Abstract: The recent success of Shampoo in the AlgoPerf contest has sparked renewed interest in Kronecker-factorization-based optimization algorithms for training neural networks. Despite its success, Shampoo relies heavily on several heuristics such as learning rate grafting and stale preconditioning to achieve performance at-scale. These heuristics increase algorithmic complexity, necessitate further hyperparameter tuning, and lack theoretical justification. This paper investigates these heuristics from the angle of Frobenius norm approximation to full-matrix Adam and decouples the preconditioner's eigenvalues and eigenbasis updates. We show that grafting from Adam mitigates the staleness and mis-scaling of the preconditioner's eigenvalues and how correcting the eigenvalues directly can eliminate the need for learning rate grafting. To manage the error induced by infrequent eigenbasis computations, we propose an adaptive criterion for determining the eigenbasis computation frequency motivated by terminating a warm-started QR algorithm. This criterion decouples the update frequency of different preconditioner matrices and enables us to investigate the impact of approximation error on convergence. These practical techniques offer a principled angle towards removing Shampoo's heuristics and developing improved Kronecker-factorization-based training algorithms.

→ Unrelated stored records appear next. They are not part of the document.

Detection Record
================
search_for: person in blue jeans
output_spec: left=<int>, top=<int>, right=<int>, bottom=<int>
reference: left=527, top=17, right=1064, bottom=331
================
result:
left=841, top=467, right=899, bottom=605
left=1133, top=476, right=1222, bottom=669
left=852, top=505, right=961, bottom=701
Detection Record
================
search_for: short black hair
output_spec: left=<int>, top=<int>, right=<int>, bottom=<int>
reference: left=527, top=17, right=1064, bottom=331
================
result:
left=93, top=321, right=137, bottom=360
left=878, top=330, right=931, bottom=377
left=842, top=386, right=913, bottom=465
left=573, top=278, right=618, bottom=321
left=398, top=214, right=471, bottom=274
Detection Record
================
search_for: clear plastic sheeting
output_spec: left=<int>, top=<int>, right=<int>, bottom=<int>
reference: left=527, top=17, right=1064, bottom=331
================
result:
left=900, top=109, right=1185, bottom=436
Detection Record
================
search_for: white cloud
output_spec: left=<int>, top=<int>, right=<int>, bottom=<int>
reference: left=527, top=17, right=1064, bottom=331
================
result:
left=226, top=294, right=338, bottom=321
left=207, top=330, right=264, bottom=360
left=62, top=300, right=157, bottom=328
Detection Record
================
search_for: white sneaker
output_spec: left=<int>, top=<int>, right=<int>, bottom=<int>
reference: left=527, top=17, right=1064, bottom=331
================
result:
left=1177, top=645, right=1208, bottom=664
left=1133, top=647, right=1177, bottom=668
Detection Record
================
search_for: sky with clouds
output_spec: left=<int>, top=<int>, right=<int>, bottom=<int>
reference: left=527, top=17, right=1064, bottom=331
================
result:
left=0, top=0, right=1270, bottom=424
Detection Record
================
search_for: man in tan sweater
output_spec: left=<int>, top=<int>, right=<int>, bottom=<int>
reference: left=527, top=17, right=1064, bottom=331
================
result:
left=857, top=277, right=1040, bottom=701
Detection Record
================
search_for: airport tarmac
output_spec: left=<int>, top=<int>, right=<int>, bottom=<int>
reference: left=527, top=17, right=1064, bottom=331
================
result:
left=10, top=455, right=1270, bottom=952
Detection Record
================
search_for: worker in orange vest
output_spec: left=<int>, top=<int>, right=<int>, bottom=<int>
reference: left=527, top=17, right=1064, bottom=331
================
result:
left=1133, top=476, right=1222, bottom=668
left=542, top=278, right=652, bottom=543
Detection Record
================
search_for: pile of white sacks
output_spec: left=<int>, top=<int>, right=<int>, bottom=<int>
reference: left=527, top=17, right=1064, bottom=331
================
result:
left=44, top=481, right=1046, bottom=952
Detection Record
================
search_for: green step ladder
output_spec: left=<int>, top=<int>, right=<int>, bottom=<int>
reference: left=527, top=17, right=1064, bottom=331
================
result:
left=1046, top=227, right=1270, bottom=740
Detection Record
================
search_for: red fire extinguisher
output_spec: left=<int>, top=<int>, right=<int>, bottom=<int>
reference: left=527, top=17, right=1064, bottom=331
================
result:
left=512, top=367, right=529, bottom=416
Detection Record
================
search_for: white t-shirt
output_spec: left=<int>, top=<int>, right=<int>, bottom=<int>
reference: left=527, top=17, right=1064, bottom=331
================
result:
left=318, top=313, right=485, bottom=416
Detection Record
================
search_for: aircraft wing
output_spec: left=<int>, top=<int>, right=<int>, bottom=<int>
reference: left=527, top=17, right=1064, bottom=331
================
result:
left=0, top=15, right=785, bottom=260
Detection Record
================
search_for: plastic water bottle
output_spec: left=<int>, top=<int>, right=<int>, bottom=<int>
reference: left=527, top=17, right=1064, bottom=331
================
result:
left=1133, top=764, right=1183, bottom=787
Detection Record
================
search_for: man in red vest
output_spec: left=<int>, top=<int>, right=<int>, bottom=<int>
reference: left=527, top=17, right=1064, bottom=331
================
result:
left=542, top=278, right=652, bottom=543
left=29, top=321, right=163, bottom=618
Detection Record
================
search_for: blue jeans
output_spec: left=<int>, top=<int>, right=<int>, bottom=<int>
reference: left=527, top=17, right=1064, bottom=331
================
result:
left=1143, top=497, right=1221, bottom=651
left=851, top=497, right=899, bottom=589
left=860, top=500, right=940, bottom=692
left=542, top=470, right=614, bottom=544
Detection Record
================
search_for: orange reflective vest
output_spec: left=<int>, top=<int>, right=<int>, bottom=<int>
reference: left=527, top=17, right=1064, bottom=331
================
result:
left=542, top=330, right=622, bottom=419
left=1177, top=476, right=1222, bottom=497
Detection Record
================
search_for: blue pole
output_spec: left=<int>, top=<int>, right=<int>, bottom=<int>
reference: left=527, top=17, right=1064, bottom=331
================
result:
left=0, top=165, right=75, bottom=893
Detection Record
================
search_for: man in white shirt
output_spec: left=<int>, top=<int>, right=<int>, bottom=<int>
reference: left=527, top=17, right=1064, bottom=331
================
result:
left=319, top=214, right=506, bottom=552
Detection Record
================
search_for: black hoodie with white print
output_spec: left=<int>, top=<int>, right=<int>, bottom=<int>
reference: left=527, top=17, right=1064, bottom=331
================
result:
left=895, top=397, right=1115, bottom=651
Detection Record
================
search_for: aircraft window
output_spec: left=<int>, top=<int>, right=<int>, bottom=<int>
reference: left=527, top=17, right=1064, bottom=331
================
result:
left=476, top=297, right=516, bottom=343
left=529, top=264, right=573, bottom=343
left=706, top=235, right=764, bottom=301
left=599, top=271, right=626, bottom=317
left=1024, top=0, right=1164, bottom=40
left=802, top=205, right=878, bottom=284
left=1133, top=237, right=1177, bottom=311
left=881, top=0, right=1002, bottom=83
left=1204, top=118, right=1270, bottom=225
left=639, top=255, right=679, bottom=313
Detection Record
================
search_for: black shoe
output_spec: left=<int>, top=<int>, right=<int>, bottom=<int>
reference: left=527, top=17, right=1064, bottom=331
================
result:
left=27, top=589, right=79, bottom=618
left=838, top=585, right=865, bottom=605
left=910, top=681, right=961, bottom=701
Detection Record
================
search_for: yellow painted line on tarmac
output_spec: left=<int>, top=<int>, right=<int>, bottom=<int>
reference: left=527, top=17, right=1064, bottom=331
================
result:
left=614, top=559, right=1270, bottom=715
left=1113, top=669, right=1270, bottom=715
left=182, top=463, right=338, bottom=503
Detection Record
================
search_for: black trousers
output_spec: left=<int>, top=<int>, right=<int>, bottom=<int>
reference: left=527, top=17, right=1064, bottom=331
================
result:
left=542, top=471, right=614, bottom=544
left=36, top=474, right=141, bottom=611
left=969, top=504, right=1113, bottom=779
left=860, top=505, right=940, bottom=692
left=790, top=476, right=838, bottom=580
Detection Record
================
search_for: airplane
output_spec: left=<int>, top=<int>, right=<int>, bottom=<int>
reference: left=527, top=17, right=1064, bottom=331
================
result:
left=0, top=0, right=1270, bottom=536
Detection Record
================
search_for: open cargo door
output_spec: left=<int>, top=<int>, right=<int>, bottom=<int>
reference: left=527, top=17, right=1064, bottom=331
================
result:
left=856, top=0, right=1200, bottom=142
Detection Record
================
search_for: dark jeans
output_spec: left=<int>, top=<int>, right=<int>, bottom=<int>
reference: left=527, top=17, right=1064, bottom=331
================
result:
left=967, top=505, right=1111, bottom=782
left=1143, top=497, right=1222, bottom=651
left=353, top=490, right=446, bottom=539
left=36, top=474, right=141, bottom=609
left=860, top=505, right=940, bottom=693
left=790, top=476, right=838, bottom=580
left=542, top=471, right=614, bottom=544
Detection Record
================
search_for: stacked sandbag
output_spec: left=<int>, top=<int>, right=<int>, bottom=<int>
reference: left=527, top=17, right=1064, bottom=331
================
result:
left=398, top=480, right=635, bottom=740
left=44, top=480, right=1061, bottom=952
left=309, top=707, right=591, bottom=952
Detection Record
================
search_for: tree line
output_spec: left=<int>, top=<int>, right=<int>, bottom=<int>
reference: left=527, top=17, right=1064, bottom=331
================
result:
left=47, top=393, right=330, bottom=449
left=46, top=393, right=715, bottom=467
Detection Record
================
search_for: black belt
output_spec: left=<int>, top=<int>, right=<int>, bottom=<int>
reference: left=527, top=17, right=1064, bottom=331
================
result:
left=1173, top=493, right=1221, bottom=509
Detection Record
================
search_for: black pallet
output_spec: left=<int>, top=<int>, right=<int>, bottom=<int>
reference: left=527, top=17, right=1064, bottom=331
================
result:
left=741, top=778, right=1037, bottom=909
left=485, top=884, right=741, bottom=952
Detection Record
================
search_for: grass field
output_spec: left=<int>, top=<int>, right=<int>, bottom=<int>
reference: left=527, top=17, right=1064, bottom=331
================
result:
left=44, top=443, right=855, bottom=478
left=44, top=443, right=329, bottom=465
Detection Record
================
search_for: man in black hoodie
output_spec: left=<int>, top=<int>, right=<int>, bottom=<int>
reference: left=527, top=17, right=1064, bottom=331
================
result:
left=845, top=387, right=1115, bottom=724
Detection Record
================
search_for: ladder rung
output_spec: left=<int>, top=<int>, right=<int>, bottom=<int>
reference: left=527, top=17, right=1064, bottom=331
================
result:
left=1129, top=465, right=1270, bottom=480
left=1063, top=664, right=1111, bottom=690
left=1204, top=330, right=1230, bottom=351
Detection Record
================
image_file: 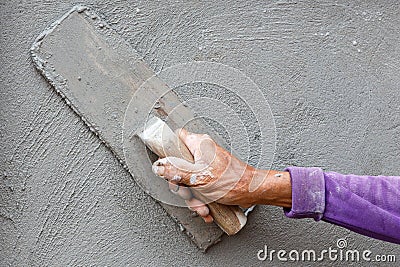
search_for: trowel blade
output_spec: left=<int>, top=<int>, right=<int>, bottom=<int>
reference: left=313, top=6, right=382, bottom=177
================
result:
left=31, top=6, right=223, bottom=251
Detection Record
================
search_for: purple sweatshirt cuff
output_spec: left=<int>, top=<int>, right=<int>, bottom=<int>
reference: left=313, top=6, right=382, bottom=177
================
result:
left=284, top=167, right=325, bottom=221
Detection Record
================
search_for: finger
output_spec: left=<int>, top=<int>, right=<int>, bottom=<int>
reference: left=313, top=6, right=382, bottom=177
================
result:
left=176, top=128, right=216, bottom=164
left=185, top=198, right=210, bottom=217
left=202, top=214, right=214, bottom=223
left=168, top=183, right=193, bottom=200
left=152, top=157, right=204, bottom=185
left=176, top=128, right=203, bottom=161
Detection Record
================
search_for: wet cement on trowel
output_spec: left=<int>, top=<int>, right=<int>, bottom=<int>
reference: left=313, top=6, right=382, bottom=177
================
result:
left=0, top=0, right=400, bottom=267
left=31, top=6, right=223, bottom=251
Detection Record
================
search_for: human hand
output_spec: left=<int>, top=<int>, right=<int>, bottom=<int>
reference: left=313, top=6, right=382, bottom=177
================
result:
left=153, top=129, right=291, bottom=222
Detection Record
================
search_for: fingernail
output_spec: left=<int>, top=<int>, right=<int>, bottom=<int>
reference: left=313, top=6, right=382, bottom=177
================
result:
left=151, top=165, right=165, bottom=177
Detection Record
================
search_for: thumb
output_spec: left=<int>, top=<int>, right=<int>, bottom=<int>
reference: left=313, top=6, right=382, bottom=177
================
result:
left=152, top=157, right=206, bottom=186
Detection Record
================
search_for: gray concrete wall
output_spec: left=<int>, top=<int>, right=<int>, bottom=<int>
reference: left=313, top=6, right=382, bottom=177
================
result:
left=0, top=0, right=400, bottom=266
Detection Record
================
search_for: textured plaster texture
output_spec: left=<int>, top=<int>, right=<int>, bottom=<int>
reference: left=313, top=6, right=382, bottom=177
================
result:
left=0, top=1, right=400, bottom=266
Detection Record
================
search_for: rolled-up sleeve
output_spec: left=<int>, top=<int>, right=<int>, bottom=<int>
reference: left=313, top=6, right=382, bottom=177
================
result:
left=284, top=167, right=400, bottom=244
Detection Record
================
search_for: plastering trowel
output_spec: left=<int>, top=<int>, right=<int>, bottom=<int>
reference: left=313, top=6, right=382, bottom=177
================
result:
left=31, top=6, right=246, bottom=251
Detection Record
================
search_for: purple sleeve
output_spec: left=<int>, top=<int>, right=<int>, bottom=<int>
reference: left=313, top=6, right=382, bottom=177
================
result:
left=284, top=167, right=400, bottom=244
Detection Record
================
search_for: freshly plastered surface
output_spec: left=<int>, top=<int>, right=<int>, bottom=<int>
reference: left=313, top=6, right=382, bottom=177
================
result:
left=0, top=1, right=400, bottom=266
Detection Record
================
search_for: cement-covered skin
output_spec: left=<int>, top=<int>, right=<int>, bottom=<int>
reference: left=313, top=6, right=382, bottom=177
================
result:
left=0, top=1, right=400, bottom=266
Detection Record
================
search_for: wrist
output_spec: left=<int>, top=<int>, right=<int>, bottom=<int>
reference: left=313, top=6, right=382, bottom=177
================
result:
left=249, top=169, right=292, bottom=208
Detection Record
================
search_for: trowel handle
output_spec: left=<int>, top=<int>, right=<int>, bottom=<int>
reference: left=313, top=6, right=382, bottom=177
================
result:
left=139, top=117, right=247, bottom=235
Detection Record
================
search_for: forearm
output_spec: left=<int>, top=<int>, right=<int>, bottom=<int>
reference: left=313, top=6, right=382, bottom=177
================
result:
left=285, top=167, right=400, bottom=243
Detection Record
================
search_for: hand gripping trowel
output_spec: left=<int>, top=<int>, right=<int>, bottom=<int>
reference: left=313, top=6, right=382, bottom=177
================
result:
left=31, top=6, right=247, bottom=251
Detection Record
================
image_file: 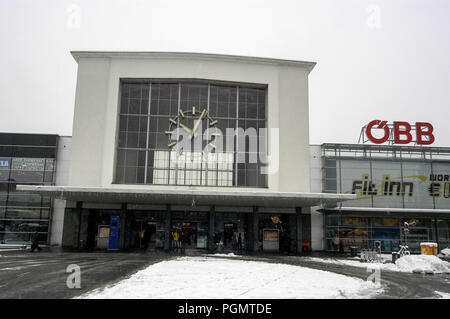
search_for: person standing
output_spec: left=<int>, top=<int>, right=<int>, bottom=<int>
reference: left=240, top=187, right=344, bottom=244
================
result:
left=30, top=230, right=42, bottom=253
left=333, top=234, right=340, bottom=252
left=238, top=233, right=242, bottom=252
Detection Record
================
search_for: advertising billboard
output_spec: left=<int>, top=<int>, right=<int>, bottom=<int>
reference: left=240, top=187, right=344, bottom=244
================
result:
left=336, top=159, right=450, bottom=209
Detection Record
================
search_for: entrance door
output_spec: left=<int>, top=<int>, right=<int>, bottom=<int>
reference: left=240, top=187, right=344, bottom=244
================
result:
left=223, top=223, right=237, bottom=249
left=141, top=220, right=156, bottom=250
left=181, top=222, right=197, bottom=248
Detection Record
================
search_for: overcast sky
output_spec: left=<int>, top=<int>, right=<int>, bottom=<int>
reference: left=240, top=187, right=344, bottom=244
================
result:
left=0, top=0, right=450, bottom=146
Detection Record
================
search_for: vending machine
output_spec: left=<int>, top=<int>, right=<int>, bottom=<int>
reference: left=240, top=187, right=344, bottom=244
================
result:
left=108, top=216, right=120, bottom=251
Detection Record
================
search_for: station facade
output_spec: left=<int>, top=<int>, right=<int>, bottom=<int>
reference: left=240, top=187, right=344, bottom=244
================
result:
left=6, top=52, right=450, bottom=253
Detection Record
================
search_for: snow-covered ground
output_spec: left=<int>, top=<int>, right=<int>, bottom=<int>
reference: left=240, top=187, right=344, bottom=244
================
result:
left=80, top=256, right=383, bottom=299
left=306, top=255, right=450, bottom=274
left=435, top=291, right=450, bottom=299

Comment: The paper investigates heuristics in the Shampoo optimization algorithm, focusing on Kronecker-factorization-based training algorithms, which is relevant to model architecture and efficiency improvements.

Relevance: 8 Novelty: 8

15. ComRoPE: Scalable and Robust Rotary Position Embedding Parameterized by Trainable Commuting Angle Matrices

ArXiv ID: 2506.03737

Authors: Hao Yu, Tangyu Jiang, Shuning Jia, Shannan Yan, Shunning Liu, Haolong Qian, Guanghao Li, Shuting Dong, Huaisong Zhang, Chun Yuan

Abstract: The Transformer architecture has revolutionized various regions since it was proposed, and its effectiveness largely depends on the ability to encode positional information. Traditional position encoding methods exhibit significant limitations due to lack of robustness and flexibility of position. Therefore, Rotary Positional Encoding (RoPE) was proposed to alleviate these issues, which integrates positional information by rotating the embeddings in the attention mechanism. However, RoPE requires manually defined rotation matrices with limited transformation space, constraining the model's capacity. In this work, we propose ComRoPE, which generalizes RoPE by defining it in terms of trainable commuting angle matrices. Specifically, we demonstrate that pairwise commutativity of these matrices is essential for RoPE to achieve scalability and positional robustness. We formally define the RoPE Equation, which is an essential condition that ensures consistent performance with position offsets. Based on the theoretical analysis, we present two types of trainable commuting angle matrices as sufficient solutions to the RoPE equation, which significantly improve performance, surpassing the current state-of-the-art method by 1.6% at training resolution and 2.9% at higher resolution on the ImageNet-1K dataset. Furthermore, our framework shows versatility in generalizing to existing RoPE formulations and offering new insights for future positional encoding research. To ensure reproducibility, the source code and instructions are available at https://github.com/Longin-Yu/ComRoPE

Comment: The paper proposes a new method for positional encoding in Transformers, which is relevant to model architecture innovations.